The President and the stock market - are they connected?

October 30, 2024

The 2024 Presidential election is just around the corner, and many investors are speculating about how a win for [insert candidate here] might impact the stock market. Will it be a boon or a bust? In this post, we’ll explore historical trends to understand how presidential administrations have influenced stock market performance.

Politicians often claim credit for stock market performance during their time in office. But can a president and their policies truly control the market? To answer this, let’s examine historical returns of the S&P 500 during various presidencies and see if any patterns emerge.

Historical Stock Market Performance

1993–2009: Clinton vs. Bush

Let's start by analyzing the stock market performance from 1993 to 2009, covering the presidencies of Bill Clinton and George W. Bush.

  • Bill Clinton (1993-2001): Under Clinton, the S&P 500 averaged a remarkable 17.6% annual return. This impressive figure was largely driven by the tech boom of the late 1990s. During this bull market, much of the stock market’s performance was buoyed by speculative investments in technology that peaked at the end of his presidency.

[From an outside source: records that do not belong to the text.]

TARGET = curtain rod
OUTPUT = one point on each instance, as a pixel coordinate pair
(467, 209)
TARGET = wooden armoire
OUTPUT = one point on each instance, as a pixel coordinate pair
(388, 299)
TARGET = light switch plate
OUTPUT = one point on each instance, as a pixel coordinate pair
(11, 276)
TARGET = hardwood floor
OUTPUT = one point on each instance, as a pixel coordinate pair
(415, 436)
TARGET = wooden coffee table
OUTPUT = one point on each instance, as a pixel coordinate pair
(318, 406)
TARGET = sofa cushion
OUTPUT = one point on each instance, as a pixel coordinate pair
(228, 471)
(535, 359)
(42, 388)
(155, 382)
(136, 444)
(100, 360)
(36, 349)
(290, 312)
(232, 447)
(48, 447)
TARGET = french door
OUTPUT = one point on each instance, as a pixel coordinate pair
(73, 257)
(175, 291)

  • George W. Bush (2001-2009): Bush inherited the burst of the tech bubble, followed by the 9/11 attacks and the 2008 financial crisis. As a result, his presidency saw a challenging period for the stock market, with the S&P 500 averaging a negative 4.4% annual return.

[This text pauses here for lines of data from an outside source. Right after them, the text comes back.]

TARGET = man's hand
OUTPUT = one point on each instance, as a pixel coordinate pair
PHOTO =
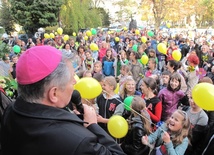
(90, 115)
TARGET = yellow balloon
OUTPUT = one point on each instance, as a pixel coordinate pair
(125, 28)
(88, 33)
(52, 35)
(117, 39)
(162, 48)
(94, 47)
(86, 38)
(168, 25)
(60, 30)
(203, 96)
(47, 36)
(116, 91)
(137, 32)
(144, 39)
(66, 37)
(176, 54)
(88, 87)
(76, 78)
(144, 59)
(117, 126)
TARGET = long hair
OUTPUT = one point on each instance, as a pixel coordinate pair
(59, 78)
(138, 104)
(126, 69)
(184, 131)
(176, 76)
(151, 83)
(174, 64)
(123, 92)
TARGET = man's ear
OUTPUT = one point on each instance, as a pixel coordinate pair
(52, 94)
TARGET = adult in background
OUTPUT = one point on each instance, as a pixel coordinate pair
(37, 124)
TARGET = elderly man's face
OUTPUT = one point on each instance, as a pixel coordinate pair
(64, 96)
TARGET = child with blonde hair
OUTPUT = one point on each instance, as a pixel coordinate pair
(139, 126)
(108, 102)
(171, 138)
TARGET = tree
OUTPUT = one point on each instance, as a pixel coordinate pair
(127, 9)
(96, 3)
(33, 14)
(76, 14)
(6, 18)
(104, 17)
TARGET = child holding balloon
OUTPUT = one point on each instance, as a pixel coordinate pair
(171, 138)
(140, 125)
(108, 102)
(171, 96)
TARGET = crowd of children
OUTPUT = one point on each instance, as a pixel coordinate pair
(159, 87)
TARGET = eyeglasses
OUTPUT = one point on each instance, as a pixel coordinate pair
(185, 115)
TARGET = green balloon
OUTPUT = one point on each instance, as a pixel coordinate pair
(150, 33)
(16, 49)
(134, 48)
(128, 102)
(93, 31)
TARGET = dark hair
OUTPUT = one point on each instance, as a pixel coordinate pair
(176, 76)
(174, 64)
(98, 76)
(151, 83)
(136, 54)
(80, 47)
(65, 45)
(166, 73)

These examples illustrate how external factors, and global events, can significantly impact stock market performance, often overshadowing the influence of the president.

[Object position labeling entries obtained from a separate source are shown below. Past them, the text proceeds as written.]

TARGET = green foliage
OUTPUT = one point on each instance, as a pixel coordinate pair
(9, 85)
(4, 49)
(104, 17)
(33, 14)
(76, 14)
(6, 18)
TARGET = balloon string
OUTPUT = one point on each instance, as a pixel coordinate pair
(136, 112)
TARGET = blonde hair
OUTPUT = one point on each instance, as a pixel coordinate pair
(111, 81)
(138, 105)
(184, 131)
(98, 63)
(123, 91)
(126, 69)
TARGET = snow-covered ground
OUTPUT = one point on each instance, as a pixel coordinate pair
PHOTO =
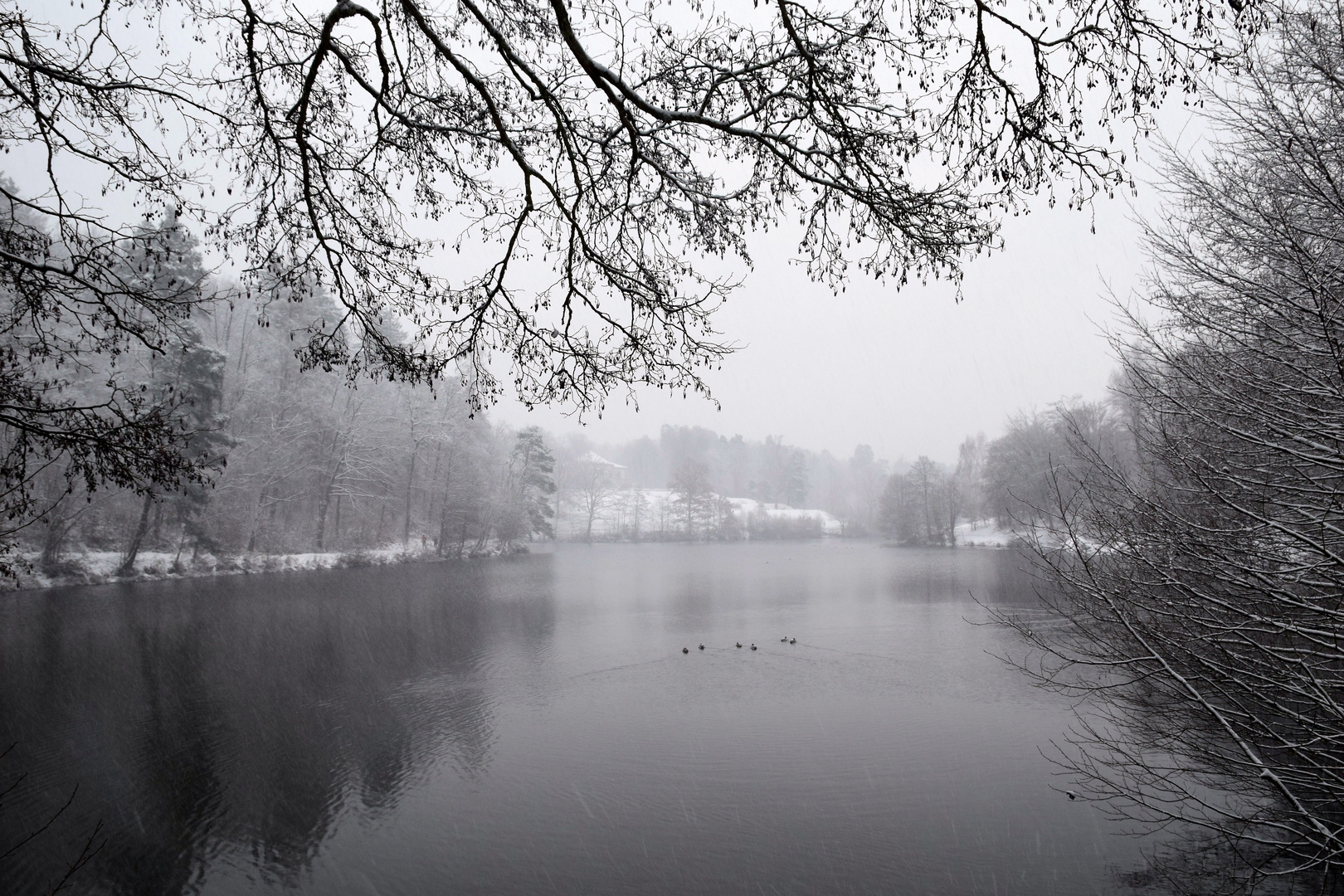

Policy Impact: Reagan vs. Obama

Next, let’s compare two presidents with contrasting economic policies: Ronald Reagan and Barack Obama.

  • Ronald Reagan (1981-1989): Reagan’s presidency was marked by “trickle-down economics,” including substantial tax cuts, reduced government spending growth, and deregulation. The S&P 500 averaged a solid 15.8% annual return during his time in office.

  • Barack Obama (2009-2017): Obama’s presidency saw increased government spending, higher taxes, and ballooning government debt levels. Despite these changes, the S&P 500 averaged a 16% annual return under his leadership—almost identical to Reagan’s performance.

These figures challenge the notion that presidential policies directly determine stock market returns. Despite vastly different policy approaches, both administrations saw almost identical stock market returns.

Conclusion

The takeaway is clear: no single factor, including the presidency, solely drives stock market performance. Stock market returns are influenced by a complex interplay of factors including interest rates, supply and demand, economic indicators, international trade, geopolitical events, and corporate earnings. While presidential policies can have an impact, they are just one, very small, piece of the puzzle.